In general regular expressions can't deal with balancing parentheses correctly, because to do so requires counting the depth of the nesting, which could be arbitrarily deep, and regular expressions can only store a finite amount of state (generally speaking).
That said, I'm going to assume that the changes you're making don't have parentheses nested more deeply than, say, three or four deep - in which case it becomes possible. Here's how to build it up:
It's easy to match a sequence with no parentheses at all:
EXPR0: [^()]*
We can use that to create a regular expression that matches a single non-nested expression in parentheses:
PAREN1: \(EXPR0\)
What abut an expression containing up to one level of parentheses?

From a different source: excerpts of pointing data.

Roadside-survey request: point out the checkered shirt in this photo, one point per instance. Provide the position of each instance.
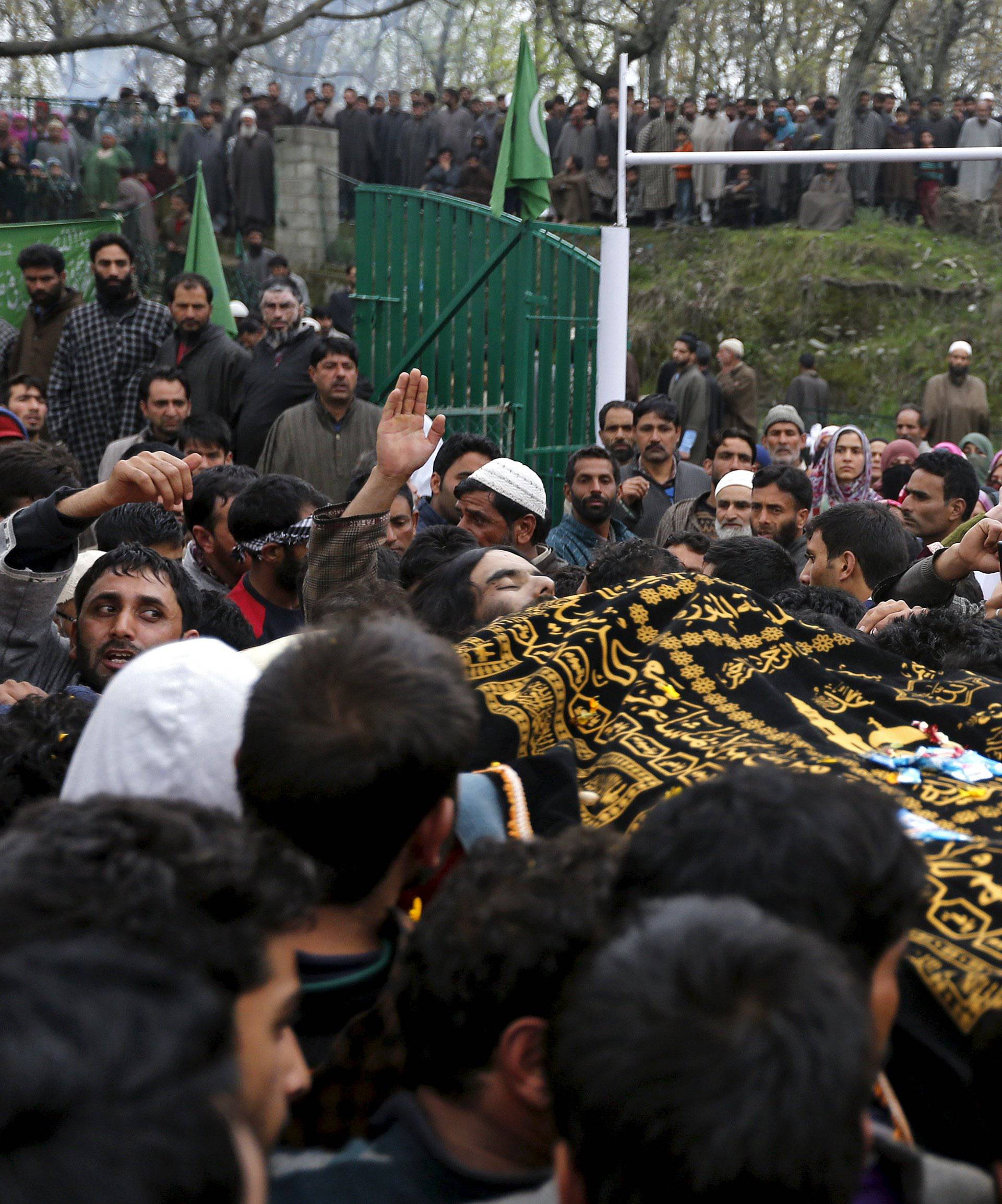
(93, 390)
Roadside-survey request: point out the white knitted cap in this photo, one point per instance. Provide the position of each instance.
(737, 477)
(515, 481)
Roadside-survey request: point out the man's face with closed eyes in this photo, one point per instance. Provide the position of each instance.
(505, 582)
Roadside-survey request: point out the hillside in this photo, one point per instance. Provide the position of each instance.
(881, 303)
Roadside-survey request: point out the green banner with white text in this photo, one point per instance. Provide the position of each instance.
(71, 237)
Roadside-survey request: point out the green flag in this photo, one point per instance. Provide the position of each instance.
(524, 159)
(204, 258)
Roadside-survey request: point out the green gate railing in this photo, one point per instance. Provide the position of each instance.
(500, 315)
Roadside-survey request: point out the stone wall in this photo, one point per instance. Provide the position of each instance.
(306, 213)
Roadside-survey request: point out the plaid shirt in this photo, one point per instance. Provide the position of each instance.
(93, 390)
(341, 553)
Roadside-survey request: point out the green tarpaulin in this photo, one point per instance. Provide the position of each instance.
(71, 237)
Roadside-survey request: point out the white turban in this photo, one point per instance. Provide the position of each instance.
(515, 481)
(737, 477)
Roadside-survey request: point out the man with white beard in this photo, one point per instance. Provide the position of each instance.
(734, 505)
(252, 175)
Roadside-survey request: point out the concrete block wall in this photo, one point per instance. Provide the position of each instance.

Well, that's just a mixture of PAREN1s with non-parenthesis characters:
EXPR1: (?:PAREN1|EXPR0)*
given that, we can of course match a balanced expression in parentheses with up to one level of nesting:
PAREN2: \(EXPR1\)
which we can extend to match any balanced expression with no more than two levels of () in the same way
EXPR2: (?:PAREN2|EXPR0)*
and so on:
PAREN3: \(EXPR2\)
EXPR3: (?:PAREN3|EXPR0)
PAREN4: \(EXPR3\)
...
You can then use this to construct the match for the replacement you want to do - something along the lines of:
IIF\(?<one>EXPR5),(?<two>EXPR5),(?<three>EXPR5)\)
(actually you'll need to tweak things so that the EXPR5 expressions don't match unparenthesised commas, but it should be clear enough how to do that I hope :)
Of course, it's worth writing a short throwaway program to generate the required r.e. rather than constructing it manually!